Exercise 23: Concept Drift Simulation

Simulate concept drift in a prediction market model: (a) train a model on data where poll_average > 0.5 predicts outcome = 1, (b) generate new data where the relationship has reversed (poll_average > 0.5 now predicts outcome = 0), (c) run the drift monitor on the new data and verify that concept drift is detected. Plot the rolling Brier score to visualize the drift.

Exercise 24: Multi-Metric Drift Dashboard

Build a DriftDashboard class that monitors: PSI for predictions, KS test for each feature, Wasserstein distance for predictions, and rolling Brier score (when labels are available). The dashboard should produce a summary report with severity levels (green/yellow/red) for each metric. Test it on synthetic data with gradual drift.

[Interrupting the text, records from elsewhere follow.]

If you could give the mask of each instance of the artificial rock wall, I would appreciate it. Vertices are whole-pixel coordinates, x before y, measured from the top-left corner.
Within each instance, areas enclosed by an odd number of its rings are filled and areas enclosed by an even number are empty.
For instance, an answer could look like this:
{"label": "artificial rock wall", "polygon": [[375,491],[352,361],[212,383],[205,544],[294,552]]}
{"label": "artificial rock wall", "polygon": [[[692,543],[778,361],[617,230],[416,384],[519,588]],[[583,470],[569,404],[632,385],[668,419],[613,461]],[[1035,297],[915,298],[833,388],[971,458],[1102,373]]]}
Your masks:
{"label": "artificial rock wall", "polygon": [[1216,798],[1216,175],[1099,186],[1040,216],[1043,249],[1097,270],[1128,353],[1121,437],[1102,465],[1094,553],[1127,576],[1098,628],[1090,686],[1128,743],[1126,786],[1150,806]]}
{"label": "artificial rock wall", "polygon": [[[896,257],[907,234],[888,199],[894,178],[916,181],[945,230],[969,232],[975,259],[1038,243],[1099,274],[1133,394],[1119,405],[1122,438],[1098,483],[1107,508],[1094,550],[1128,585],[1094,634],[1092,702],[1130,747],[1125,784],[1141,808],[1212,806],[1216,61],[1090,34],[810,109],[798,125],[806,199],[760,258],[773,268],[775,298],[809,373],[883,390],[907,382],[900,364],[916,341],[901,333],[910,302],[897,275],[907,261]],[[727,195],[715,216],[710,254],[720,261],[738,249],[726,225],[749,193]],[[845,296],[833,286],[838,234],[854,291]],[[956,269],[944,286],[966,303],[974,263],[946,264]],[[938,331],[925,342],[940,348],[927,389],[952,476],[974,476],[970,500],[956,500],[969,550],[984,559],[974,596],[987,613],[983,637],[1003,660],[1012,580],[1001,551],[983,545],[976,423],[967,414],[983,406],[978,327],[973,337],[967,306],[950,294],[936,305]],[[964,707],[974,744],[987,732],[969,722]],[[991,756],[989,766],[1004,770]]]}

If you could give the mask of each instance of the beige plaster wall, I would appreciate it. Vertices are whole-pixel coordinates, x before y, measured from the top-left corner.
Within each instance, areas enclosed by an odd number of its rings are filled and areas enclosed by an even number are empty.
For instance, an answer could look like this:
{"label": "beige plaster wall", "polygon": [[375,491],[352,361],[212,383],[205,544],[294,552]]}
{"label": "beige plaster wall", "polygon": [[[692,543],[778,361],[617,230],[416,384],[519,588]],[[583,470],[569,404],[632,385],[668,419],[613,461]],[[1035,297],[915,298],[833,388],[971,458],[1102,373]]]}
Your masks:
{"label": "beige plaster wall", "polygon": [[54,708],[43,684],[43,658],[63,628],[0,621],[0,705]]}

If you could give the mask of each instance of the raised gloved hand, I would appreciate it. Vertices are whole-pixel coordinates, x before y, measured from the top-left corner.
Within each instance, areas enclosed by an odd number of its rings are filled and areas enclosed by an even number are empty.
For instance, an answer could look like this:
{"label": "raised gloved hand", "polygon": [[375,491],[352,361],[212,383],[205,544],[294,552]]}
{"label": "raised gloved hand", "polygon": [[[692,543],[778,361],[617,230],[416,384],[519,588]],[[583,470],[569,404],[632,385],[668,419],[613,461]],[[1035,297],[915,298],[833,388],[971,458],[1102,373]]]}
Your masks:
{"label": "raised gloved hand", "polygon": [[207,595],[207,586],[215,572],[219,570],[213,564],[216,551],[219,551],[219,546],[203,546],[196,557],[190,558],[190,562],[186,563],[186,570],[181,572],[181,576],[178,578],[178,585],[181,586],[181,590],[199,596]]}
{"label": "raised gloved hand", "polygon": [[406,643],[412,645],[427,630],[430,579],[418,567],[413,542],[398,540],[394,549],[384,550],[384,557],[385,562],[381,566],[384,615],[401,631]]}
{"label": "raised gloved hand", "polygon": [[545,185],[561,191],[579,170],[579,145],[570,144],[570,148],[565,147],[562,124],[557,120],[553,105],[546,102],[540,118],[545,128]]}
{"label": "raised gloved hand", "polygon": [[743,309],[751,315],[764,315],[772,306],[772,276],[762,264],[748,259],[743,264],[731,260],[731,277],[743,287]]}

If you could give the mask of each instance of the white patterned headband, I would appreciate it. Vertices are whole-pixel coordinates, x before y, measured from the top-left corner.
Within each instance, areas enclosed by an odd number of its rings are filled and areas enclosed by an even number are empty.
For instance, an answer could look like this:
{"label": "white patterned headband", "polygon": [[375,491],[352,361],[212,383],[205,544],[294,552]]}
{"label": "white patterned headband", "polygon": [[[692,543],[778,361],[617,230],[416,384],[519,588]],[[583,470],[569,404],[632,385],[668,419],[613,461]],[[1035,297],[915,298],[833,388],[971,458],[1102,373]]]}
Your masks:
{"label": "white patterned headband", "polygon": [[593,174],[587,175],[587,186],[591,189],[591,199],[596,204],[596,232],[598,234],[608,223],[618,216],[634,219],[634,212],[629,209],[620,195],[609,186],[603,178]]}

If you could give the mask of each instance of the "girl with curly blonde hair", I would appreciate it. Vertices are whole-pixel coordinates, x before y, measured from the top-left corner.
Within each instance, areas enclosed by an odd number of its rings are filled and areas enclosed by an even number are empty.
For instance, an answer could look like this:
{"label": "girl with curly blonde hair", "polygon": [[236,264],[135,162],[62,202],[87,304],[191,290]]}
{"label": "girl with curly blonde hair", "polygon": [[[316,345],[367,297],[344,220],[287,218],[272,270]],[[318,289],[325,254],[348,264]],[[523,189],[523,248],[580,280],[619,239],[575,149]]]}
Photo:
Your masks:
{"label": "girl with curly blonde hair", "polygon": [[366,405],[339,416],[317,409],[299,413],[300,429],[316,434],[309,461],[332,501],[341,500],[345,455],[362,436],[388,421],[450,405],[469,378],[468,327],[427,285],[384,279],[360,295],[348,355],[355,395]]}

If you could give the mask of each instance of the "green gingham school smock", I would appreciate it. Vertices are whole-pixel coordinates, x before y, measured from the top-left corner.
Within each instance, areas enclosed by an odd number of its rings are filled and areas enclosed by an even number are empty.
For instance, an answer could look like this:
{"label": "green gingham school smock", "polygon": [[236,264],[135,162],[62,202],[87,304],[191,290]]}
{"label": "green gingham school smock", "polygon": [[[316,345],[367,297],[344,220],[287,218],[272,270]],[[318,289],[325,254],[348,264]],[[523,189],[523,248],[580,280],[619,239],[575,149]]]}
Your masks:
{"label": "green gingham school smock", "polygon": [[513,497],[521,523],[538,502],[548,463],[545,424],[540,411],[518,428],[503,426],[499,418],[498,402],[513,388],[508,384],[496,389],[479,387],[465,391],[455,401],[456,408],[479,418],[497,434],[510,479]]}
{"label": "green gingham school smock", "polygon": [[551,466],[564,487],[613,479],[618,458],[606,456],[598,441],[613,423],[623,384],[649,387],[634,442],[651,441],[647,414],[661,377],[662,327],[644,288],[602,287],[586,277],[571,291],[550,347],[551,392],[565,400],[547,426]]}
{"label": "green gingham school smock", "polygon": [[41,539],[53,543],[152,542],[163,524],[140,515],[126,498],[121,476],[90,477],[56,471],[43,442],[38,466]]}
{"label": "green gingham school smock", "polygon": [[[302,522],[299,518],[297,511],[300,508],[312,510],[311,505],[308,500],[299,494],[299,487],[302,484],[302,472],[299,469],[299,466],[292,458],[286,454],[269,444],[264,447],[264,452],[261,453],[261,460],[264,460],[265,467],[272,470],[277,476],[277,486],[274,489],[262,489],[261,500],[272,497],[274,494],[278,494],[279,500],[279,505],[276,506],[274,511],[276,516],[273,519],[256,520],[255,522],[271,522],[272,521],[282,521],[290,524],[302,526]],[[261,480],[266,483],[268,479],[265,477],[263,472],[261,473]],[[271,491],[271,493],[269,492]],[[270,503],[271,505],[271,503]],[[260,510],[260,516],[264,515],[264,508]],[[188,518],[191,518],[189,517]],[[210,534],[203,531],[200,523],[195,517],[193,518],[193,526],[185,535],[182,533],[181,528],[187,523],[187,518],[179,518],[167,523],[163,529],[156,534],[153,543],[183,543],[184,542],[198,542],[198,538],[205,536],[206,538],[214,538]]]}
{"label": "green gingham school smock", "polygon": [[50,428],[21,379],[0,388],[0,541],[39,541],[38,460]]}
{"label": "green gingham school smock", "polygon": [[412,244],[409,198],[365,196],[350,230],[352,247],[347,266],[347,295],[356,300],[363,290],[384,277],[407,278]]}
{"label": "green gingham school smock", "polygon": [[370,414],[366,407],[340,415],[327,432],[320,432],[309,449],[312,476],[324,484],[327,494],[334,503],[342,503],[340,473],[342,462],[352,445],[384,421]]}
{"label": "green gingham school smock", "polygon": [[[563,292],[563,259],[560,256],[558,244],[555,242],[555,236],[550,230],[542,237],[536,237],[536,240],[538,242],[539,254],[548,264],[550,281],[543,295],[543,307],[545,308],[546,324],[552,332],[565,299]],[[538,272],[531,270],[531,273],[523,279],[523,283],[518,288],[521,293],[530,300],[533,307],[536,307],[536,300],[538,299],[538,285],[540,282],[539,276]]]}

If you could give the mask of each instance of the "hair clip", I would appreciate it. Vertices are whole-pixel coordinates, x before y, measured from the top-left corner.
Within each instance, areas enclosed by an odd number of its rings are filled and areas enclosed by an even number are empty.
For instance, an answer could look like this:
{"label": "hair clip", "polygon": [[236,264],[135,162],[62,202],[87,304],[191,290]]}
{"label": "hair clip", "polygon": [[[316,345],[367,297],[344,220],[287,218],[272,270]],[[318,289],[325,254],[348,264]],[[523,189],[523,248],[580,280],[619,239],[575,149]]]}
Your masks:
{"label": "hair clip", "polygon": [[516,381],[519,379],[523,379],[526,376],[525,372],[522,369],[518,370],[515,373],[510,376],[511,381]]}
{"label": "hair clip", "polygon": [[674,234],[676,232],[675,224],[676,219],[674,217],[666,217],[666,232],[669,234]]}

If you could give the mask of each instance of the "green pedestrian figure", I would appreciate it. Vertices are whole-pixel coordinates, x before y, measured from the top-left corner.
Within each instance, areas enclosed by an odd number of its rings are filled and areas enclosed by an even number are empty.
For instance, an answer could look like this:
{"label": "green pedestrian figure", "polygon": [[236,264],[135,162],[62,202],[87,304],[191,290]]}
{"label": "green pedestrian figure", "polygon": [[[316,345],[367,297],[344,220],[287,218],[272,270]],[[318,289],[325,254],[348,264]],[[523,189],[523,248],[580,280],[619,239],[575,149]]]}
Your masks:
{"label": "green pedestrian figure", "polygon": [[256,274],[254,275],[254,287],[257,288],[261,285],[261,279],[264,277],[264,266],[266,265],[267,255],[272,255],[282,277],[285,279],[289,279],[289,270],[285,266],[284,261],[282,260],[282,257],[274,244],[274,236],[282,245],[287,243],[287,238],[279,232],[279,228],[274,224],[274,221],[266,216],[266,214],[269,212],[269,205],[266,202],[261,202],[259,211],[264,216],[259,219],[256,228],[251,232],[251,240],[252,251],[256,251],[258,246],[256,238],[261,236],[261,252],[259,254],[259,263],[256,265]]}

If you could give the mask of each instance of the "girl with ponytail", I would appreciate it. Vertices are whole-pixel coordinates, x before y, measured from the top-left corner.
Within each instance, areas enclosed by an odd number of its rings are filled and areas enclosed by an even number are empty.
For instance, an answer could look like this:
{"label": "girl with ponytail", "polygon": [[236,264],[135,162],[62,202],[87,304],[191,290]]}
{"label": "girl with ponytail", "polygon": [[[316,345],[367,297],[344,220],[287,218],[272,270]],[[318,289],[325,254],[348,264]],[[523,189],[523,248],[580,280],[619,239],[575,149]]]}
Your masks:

Section 27.8: Model Serving

Exercise 25: FastAPI Prediction Server

Implement a FastAPI prediction server with the following endpoints: /predict (single prediction), /predict/batch (batch predictions), /health (health check), and /model-info (returns model version, feature names, and training date). Write integration tests that call each endpoint and verify the response schema.

Exercise 26: Latency Benchmarking

Using the FastAPI server from Exercise 25, benchmark the prediction latency by sending 1000 sequential requests and 100 concurrent requests (using asyncio or concurrent.futures). Report the mean, median, P95, and P99 latency for both sequential and concurrent scenarios.

Exercise 27: Graceful Degradation

Implement a prediction server with a primary model and a fallback model. The primary model should intentionally raise an exception 10% of the time (simulating intermittent failures). Verify that the server: (a) uses the primary model when it succeeds, (b) falls back to the secondary model when the primary fails, (c) logs all fallback events, and (d) reports the fallback rate in the /health endpoint.


Section 27.9-27.10: CI/CD and Governance

Exercise 28: Data Validation with Pandera

Define a Pandera schema for prediction market training data with the following constraints: poll_average in [0, 1] with < 5% nulls, market_price in [0, 1], volume_24h >= 0, days_to_resolution in [0, 3650], outcome in {0, 1}. Test the schema against valid and invalid DataFrames and verify that appropriate errors are raised.

Exercise 29: Reproducibility Checklist

Write a ReproducibilityChecker class that verifies: (a) all random seeds are set, (b) all dependencies are pinned (read from requirements.txt), (c) data hash matches a reference hash, (d) model produces identical predictions on a reference input before and after serialization. Run the checker on a training pipeline and report pass/fail for each criterion.

Exercise 30: Complete MLOps Pipeline

Build a complete end-to-end MLOps pipeline that: (a) ingests synthetic data into a feature store, (b) fetches training data with point-in-time correctness, (c) trains a model using a scikit-learn pipeline, (d) logs the experiment to MLflow, (e) validates against quality gates, (f) registers the model in the MLflow Model Registry, (g) serves predictions via a simple prediction function, and (h) monitors for drift using PSI. Run the pipeline twice with different data and verify that model versions are managed correctly. This exercise integrates all concepts from the chapter.